Une bataille pour la mémoire

Mais cette dernière version provient de poèmes épiques tardifs, eux-mêmes issus des premières sources turques (un poème de 1512 de l’historien Mehmed Nesri), qui cherchent à favoriser le sentiment d’unité et la combativité des Serbes qui poursuivent la lutte contre l’oppression ottomane. Cette histoire est particulièrement valorisée par les nationalistes serbes, dès le XIXe siècle lors du réveil des nationalités, et marque encore aujourd’hui leur identité : Lazare, béatifié, est inhumé à l’église Saint-Sava à Belgrade (la deuxième plus grande du monde orthodoxe), alors qu’une colonne commémorative a été érigée sur le lieu de la bataille en 1953.

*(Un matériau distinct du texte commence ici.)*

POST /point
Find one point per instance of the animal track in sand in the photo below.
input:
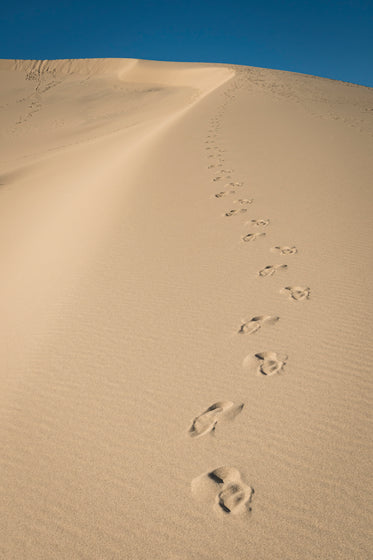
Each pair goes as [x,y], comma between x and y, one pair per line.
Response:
[225,489]
[217,412]
[270,269]
[297,293]
[252,236]
[255,323]
[265,363]
[235,212]
[284,250]
[260,223]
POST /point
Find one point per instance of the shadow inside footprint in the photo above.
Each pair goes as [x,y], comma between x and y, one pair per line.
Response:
[225,489]
[244,201]
[252,326]
[265,363]
[252,236]
[260,223]
[235,212]
[297,293]
[217,412]
[270,269]
[270,363]
[284,250]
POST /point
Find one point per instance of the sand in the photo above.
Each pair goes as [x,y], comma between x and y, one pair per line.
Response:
[186,319]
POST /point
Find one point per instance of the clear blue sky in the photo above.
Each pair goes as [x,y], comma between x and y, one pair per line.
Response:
[327,38]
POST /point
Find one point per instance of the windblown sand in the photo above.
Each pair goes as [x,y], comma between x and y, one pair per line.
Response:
[186,318]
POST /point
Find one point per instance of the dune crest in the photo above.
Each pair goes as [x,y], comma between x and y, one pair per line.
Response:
[174,235]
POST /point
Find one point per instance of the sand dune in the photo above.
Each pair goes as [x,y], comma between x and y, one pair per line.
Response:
[186,255]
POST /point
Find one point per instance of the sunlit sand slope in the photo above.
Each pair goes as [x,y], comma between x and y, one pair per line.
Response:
[185,312]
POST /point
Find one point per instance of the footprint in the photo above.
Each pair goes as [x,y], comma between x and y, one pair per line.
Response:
[234,212]
[284,250]
[225,489]
[217,412]
[271,269]
[244,201]
[252,236]
[234,184]
[296,292]
[223,193]
[260,223]
[265,363]
[252,326]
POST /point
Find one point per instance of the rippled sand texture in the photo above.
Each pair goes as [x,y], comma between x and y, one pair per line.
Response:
[185,312]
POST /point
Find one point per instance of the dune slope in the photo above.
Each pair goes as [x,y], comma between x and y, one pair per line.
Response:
[185,313]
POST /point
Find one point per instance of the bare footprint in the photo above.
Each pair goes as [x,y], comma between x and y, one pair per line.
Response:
[284,250]
[223,193]
[225,489]
[265,363]
[217,412]
[254,324]
[252,236]
[235,212]
[297,292]
[234,184]
[270,269]
[244,201]
[260,223]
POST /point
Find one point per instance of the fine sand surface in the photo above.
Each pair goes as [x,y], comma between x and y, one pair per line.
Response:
[186,317]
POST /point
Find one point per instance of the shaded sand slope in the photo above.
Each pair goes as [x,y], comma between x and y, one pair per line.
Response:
[138,309]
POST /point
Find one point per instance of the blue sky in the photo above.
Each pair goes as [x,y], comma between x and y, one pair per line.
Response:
[327,38]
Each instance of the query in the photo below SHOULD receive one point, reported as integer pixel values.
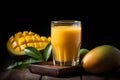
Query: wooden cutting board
(49, 69)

D’après les sources plus immédiates, comme Les Annales de l’anonyme de Raguse (écrites probablement à la fin du XVe siècle), « le tsar Mourad a été tué ainsi que le roi serbe. Les Turcs ne remportèrent pas la victoire. Les Serbes non plus, car il y a eu de nombreux morts ». Si l’on croise ces écrits avec les rapports des diplomates des cités-États, notamment de Venise et de Raguse, aucun des deux partis ne peut prétendre en effet à la victoire. Mais pour les chrétiens, et plus particulièrement les Serbes, la bataille devient un symbole. Lazare, qualifié de « victorieux et zélé, croyant Lazare, le nouveau martyr » par Danilo Banskij, le patriarche de Constantinople entre 1390 et 1400, meurt certes au combat mais devient un symbole : celui du courage et de l’abnégation serbes.

Quant à son gendre, surnommé le « traître » pour avoir quitté le champ de bataille à l’annonce de la mort de son beau-père, il apparaît finalement aujourd’hui comme un héros de la résistance. Vuk Brankovic, qui combat avec acharnement les incursions turques à la mort de son seigneur, aurait en effet quitté le champ de bataille pour qu’au moins un seigneur survive et puisse continuer la lutte contre l’envahisseur.

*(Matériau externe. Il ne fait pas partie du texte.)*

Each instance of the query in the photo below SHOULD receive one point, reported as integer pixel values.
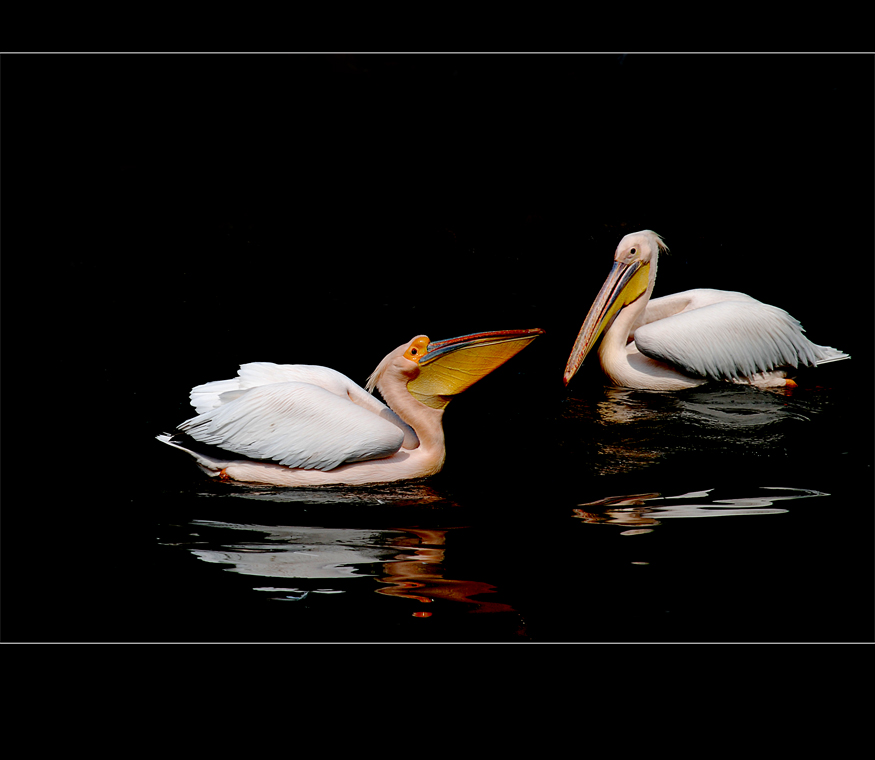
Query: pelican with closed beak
(690, 338)
(304, 425)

Un coup d’arrêt provisoire, mais une inspiration pour l’avenir

Les Turcs, malgré leur victoire sur le champ de bataille, doivent abandonner la campagne prévue originellement. La mort du sultan et l’exécution de son fils cadet par Bazajet obligent en effet les forces ottomanes à se replier vers leurs possessions pour assurer la transition du pouvoir. Les Serbes obtiennent donc un bref sursis, qu’un traité de paix vient concrétiser : contre la soumission d’une partie de la noblesse, les Turcs laissent une très large autonomie à leurs provinces. Et s’ils sont déstabilisés par l’irruption des hordes de Tamerlan, qui leur inflige une sévère défaite à Ankara en 1402, les plongeant dans de violentes querelles dynastiques jusqu’en 1413, la conquête des Balkans reprend aussi rapidement qu’inexorablement. Constantinople tombe en 1453, Smederevo en 1459, et finalement Belgrade, dernier îlot de résistance, en 1521.

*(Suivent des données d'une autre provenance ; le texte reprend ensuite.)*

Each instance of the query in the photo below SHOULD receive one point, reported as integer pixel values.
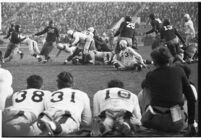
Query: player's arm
(153, 28)
(77, 39)
(42, 32)
(120, 29)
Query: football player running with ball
(128, 58)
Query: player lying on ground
(18, 119)
(116, 111)
(33, 47)
(68, 109)
(127, 58)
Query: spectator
(166, 86)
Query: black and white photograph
(99, 69)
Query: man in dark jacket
(51, 39)
(165, 88)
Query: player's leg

Les Serbes préfèrent pour beaucoup s’exiler au Nord, dans le royaume de Hongrie puis dans les principautés autrichiennes où ils forment des troupes spécialisées dans les raids et les assauts au-delà de la frontière avec l’empire ottoman. Avec les Croates et les Bosniens, ils intègrent des régiments de cavalerie légère chargés de surveiller cette frontière, mais aussi de harceler les forces ennemies par des opérations de guérilla. Élevés dans la culture de la guerre, marqués par l’exemple de leurs aïeux, ils font partie des premiers à se révolter pour former, en 1878, un Etat serbe indépendant qui n’aura de cesse, au cours du siècle suivant, de lutter encore pour sa survie.

Et c’est ainsi que le sang de la noblesse serbe, qui chaque année fait rougeoyer le Champ des Merles, à l’approche du Solstice d’été, inspire à ses descendants la conscience de leur identité et la nécessité du combat. Sous l’égide des héros d’autrefois.

Arthur Van de Waeter

Photo : gravure d’après un tableau d’Adam Stefanović, vers 1870.